One other feature is a removable, drop-down DigiFlip™ media pocket that “provides secure storage and quck access to all manner of touch screen mobile devices”. In practice, the DigiFlip did not give useful access to my iPhone while riding, partly because it holds the screen too close to your chest, so your eyes not on the trail ahead. And I couldn’t reliably re-secure the DigiFlip’s snap buckle with gloved fingers while riding one-handed. Still, with the DigiFlip holding the mobile on the left chest strap, access was certainly better than if the mobile was in a jersey pocket.
During the race, the Rev1.5 proved to be a competent choice.

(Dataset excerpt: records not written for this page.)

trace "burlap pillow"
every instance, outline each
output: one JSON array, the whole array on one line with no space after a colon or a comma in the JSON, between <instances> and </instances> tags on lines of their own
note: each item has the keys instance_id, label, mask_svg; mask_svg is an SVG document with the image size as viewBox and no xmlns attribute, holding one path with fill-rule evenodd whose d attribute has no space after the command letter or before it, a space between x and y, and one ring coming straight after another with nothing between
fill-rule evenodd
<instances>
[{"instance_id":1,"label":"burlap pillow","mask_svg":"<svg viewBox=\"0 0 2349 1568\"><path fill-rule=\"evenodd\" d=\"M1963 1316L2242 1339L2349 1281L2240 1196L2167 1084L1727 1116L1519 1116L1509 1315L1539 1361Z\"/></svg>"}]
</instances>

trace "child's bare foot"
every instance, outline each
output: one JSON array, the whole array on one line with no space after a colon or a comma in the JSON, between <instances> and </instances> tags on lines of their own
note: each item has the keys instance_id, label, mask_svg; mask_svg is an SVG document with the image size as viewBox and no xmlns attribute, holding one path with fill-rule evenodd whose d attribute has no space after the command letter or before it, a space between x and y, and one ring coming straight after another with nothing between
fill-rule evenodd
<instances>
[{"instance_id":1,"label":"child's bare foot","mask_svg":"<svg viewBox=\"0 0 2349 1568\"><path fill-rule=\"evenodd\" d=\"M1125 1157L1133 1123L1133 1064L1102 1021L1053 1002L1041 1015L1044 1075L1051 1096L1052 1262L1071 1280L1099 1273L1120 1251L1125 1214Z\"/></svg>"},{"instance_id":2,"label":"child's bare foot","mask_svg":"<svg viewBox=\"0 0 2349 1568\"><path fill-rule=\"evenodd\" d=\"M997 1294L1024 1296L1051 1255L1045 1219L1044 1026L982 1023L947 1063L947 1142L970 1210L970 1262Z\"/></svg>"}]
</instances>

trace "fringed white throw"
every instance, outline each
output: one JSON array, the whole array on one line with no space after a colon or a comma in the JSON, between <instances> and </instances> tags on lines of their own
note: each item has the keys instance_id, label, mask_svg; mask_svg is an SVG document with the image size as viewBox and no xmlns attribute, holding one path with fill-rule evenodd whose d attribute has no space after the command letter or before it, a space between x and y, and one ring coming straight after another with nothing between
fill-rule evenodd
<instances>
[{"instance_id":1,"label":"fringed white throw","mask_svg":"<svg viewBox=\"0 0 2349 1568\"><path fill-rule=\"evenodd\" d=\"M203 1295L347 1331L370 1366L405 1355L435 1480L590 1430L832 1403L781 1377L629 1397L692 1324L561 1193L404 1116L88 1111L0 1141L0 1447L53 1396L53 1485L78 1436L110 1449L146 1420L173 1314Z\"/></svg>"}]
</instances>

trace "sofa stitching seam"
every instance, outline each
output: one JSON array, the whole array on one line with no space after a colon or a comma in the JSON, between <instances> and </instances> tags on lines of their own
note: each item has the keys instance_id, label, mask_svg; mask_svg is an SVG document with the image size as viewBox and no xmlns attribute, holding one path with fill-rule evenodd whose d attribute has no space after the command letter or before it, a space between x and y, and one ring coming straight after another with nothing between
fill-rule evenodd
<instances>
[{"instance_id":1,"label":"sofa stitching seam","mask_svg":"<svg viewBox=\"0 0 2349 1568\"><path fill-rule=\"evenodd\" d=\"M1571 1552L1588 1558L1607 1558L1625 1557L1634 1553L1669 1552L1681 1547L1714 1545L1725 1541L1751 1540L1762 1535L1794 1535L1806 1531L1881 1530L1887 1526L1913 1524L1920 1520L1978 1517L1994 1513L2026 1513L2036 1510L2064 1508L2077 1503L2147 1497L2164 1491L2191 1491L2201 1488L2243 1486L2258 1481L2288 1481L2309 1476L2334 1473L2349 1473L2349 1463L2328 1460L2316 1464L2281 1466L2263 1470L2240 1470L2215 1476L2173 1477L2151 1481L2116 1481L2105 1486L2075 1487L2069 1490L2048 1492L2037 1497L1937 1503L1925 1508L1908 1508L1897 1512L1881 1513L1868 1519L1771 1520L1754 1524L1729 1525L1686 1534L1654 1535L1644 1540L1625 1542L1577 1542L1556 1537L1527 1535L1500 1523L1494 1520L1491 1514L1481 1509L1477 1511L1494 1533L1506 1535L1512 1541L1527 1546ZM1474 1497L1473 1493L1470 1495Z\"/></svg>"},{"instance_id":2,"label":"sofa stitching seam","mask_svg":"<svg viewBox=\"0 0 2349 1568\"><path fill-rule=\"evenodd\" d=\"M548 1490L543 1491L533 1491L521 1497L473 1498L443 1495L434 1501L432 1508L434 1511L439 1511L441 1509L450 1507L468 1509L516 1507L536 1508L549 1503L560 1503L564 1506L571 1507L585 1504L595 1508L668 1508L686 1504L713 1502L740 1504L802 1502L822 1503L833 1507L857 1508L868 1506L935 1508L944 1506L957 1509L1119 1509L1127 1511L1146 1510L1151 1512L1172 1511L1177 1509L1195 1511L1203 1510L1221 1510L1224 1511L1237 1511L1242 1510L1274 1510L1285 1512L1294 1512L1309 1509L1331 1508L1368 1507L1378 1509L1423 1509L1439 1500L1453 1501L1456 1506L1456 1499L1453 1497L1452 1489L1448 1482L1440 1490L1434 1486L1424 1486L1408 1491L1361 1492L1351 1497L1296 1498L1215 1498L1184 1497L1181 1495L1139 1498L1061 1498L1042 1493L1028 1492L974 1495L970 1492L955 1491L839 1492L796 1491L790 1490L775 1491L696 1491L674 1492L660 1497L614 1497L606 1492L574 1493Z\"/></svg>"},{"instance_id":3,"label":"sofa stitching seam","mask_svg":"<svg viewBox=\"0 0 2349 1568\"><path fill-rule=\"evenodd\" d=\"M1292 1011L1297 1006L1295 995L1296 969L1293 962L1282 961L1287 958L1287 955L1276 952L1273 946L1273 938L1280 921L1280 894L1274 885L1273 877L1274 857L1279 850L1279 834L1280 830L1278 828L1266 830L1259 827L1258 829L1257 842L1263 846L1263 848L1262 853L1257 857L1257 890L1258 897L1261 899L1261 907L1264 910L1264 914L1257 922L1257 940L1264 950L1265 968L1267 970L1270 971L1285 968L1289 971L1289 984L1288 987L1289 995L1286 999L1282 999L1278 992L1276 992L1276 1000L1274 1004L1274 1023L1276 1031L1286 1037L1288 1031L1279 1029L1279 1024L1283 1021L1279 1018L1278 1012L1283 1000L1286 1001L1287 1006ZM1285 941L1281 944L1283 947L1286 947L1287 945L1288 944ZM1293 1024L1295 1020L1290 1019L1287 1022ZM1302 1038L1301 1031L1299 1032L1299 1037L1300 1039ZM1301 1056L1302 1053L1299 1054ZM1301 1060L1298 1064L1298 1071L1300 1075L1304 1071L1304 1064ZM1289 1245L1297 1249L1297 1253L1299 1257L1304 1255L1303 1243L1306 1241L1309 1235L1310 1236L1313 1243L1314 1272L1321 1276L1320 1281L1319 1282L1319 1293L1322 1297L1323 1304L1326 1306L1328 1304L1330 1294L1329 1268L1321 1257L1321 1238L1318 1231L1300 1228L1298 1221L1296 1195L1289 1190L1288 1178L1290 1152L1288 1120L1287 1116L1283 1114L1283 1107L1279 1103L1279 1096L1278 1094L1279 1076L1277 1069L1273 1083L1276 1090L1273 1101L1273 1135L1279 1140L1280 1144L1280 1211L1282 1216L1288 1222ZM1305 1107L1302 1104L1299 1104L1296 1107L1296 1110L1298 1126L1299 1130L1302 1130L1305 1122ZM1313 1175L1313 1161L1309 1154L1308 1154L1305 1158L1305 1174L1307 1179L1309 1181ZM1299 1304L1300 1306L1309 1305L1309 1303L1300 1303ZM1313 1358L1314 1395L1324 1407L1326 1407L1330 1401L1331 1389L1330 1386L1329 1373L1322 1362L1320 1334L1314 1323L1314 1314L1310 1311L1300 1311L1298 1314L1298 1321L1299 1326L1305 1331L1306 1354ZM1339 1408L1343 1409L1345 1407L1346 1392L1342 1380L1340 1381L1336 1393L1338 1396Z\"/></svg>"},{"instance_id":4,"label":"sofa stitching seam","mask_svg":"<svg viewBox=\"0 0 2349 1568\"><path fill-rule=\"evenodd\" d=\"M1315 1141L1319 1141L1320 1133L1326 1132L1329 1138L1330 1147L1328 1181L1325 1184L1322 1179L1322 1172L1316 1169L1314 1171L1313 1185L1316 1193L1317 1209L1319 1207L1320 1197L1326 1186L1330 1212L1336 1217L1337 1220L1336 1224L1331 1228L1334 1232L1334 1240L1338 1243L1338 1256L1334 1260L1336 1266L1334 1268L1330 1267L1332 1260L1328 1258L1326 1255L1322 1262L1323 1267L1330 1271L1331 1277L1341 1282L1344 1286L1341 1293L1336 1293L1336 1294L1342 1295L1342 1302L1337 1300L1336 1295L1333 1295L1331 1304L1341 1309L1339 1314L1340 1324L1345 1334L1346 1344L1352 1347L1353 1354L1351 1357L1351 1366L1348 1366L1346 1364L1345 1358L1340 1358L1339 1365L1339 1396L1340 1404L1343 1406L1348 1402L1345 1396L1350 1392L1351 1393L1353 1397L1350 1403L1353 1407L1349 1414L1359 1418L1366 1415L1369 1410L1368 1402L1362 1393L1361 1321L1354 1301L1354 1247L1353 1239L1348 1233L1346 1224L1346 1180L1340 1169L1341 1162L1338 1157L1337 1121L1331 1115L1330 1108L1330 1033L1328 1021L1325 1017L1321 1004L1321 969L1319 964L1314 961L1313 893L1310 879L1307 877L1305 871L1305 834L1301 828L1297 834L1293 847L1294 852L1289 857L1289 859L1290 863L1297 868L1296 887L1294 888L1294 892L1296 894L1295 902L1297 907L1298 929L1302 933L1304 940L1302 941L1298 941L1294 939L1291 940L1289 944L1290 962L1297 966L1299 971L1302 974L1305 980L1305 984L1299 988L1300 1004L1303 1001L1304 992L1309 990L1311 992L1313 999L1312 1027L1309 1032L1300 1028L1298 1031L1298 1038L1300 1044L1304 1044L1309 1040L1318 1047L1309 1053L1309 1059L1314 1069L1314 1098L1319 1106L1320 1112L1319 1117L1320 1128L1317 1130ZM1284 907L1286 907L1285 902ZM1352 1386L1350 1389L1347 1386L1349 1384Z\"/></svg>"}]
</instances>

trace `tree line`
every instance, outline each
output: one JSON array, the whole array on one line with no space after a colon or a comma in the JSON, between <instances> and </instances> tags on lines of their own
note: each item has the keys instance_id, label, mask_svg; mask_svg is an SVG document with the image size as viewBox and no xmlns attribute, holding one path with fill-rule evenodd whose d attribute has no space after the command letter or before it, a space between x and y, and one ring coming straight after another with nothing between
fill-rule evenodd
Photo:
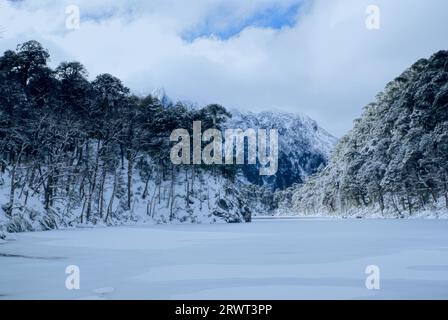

My strategy was to add Nuun tablets to the hydration pack (or fill it with sports drink) and keep plain water in the Zefal bottle so that I had the option of pouring water from the bottle to cool off, clean my sunglasses, etc. The accessibility of fluids made staying hydrated, even during difficult climbs or singletrack. This was literally the first mountainbike race I had entered in 15 years, and I’m not gonna pretend that my singletrack skills are so good that I can negotiate rocky descents with one hand on the bar and another holding a water bottle. Having the hydration pack simply gave more opportunities to drink. Being able to pull the whole reservoir out of the bag was a nice option, since it’s easier that way to fill it completely while also avoiding drenching the pack itself unnecessarily. And even after nearly 13 hours of riding, the Rev1.5 never felt burdensome, nor hot on my back. That magnetic retention for the bite valve is simply genius.
I had the S/M size Rev1.5. The M/L size has the same reservoir, but the straps and support structure are made to fit bigger riders. For my physical stature, the S/M was the obvious choice. It’s still small enough that my jersey’s back pockets could be accessed. I only fully drained my reservoir once, in the brutal 4,000’ of climbing between the aid stations at Mile 50 and Mile 70. Finally, the “flash green” colourway matches the current Bike Hugger kit well, but after all the dust from the race, it looked right dingy. Surprisingly, it machine-washed well, and in fact all of the photos of me wearing the Rev1.5 are after I cleaned it.
The $70 Rev1.5 performed well in my 100 mile mtb race, but if I had been riding in some sort adventure that did not have aid stations every 15-25 miles, I would have needed a pack with more fluid capacity. And if it had been a gravel grinder without real singletrack riding rather than an mtb race, I probably would have preferred to not wear a pack on my back at all. Of course, my CX/gravel bikes have room for a second bottle cage, so I would probably not need to augment water capacity with a pack anyways. Still, if “Rebecca’s Private Idaho” 100mile gravel grinder is especially hot later this month, I might use the Rev1.5 because it makes drinking so convenient that I’m more likely to stay hydrated on such a long event.